Everything he would tell Eric later was true, except the timeframe. JT mistrusted the police or anyone in authority, held in contempt their inability to solve Adam's murder. He reasoned that bringing news of the bodies would amount to a confession of his guilt to some, would put him in the papers again, but for reasons that he didn't want running ahead of him to a new life. At Penn State, no one knew anything about him. In Lincoln Corners he alternated shifts as part time football hero and part time witness and suspect to a murder. He had served his sentence and played his part as whipping boy. The bodies, at least the one he had partially dug up, were skeletons. The graves weren't fresh, the killer likely long gone. Maybe to California. But he had to do something.

 

He decided on an anonymous note. He chose Paul, one of the few that he could call a friend. He left it in his mailbox the night before leaving for State College, then watched the news and the papers after practice for the story to break. Nothing. He imagined the mailman grabbing the unmarked, sealed envelope as outgoing mail and later eyeing it with helpless confusion, Paul dropping it from a larger bundle of letters and the wind pushing it away through the fields or Paul tossing it into the garbage stuck to a solicitation for a credit card. Or something worse, loose thoughts he didn't dare allow to congeal.

 

He agonized over a further course of action, finally decided that perhaps the dead only wanted peace, and that the living should try to find their own small measure. Maybe it was just an old cemetery, children of forgotten settlers. Wasn't all of the dirt walked on everyday just one giant boneyard anyway? But as he rose to national fame, as the NFL scouts started showing up in Beaver Stadium, a part of him always sat beneath the great oak or next to a dark swamp back in Lincoln Corners.

 

After the accident, pain and self-pity drowned out the childrens’ voices for a time. He returned to Lincoln Corners to be with his mother, at her request and devoid of any other place to go. She had gotten “saved” and baptized and went to church now. His skepticism of her claim to have changed lessened as she cared for him with a determination and tenderness his childhood had lacked. And while JT wanted nothing to do with any organization that could accept Arnie Fisk into its fold, he did grant her the forgiveness she begged him for and even considered God in his own fashion.

 

But he never forgot the woods, and when he felt strong enough he went again, paying dearly for it, barely making it home and setting his progress back a month.
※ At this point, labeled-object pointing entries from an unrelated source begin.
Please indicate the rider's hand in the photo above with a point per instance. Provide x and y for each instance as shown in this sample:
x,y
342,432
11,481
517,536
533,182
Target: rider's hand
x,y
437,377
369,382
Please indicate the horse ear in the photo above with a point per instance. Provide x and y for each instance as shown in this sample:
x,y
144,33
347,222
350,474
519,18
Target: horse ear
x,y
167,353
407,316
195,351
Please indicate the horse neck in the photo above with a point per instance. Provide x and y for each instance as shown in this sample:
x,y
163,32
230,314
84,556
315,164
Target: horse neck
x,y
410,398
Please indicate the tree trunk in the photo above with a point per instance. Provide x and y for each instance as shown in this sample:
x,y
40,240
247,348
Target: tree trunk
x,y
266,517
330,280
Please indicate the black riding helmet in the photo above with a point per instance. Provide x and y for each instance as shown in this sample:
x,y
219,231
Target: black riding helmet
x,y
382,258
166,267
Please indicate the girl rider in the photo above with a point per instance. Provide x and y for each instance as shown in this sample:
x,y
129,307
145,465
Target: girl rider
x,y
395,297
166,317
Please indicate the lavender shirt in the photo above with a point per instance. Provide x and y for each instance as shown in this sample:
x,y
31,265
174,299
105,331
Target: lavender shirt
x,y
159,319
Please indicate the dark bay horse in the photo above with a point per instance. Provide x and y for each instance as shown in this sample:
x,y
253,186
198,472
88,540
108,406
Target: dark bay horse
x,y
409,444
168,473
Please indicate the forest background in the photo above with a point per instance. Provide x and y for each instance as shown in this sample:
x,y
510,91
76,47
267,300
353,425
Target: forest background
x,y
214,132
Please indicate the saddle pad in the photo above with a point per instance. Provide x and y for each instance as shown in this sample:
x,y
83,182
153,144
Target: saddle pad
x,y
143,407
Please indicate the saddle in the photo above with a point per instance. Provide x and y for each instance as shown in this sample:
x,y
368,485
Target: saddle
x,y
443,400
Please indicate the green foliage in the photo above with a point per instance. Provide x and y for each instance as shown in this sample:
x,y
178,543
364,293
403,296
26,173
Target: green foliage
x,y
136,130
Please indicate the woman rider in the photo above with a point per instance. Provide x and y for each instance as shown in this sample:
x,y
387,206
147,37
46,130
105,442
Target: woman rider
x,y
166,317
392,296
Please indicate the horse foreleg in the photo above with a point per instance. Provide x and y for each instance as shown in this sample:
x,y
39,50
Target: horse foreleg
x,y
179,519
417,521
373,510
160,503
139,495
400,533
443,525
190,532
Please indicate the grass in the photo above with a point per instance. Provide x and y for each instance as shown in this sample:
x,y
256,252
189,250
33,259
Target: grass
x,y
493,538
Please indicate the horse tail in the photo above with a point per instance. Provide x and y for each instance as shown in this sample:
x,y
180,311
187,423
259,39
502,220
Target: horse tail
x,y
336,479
They still lay in the ground, but for the one exposed. And no new graves, which had been his greatest fear.

 

And he finally let the loose thoughts congeal. From a man's perspective, a proven warrior that no longer feared Arnie Fisk, he saw the threats as something more. He saw the fear in Arnie's face now, in the car before he so naively climbed inside. He considered that the envelope had been opened and read by Paul. He could take his suspicions to the police, but their presence in the town asking questions, and the lack of concrete evidence, would allow the killer, possibly Arnie himself, to go to ground. He would live his life as it was, and watch, and wait. A man could do worse things with his life than catch a child-killer.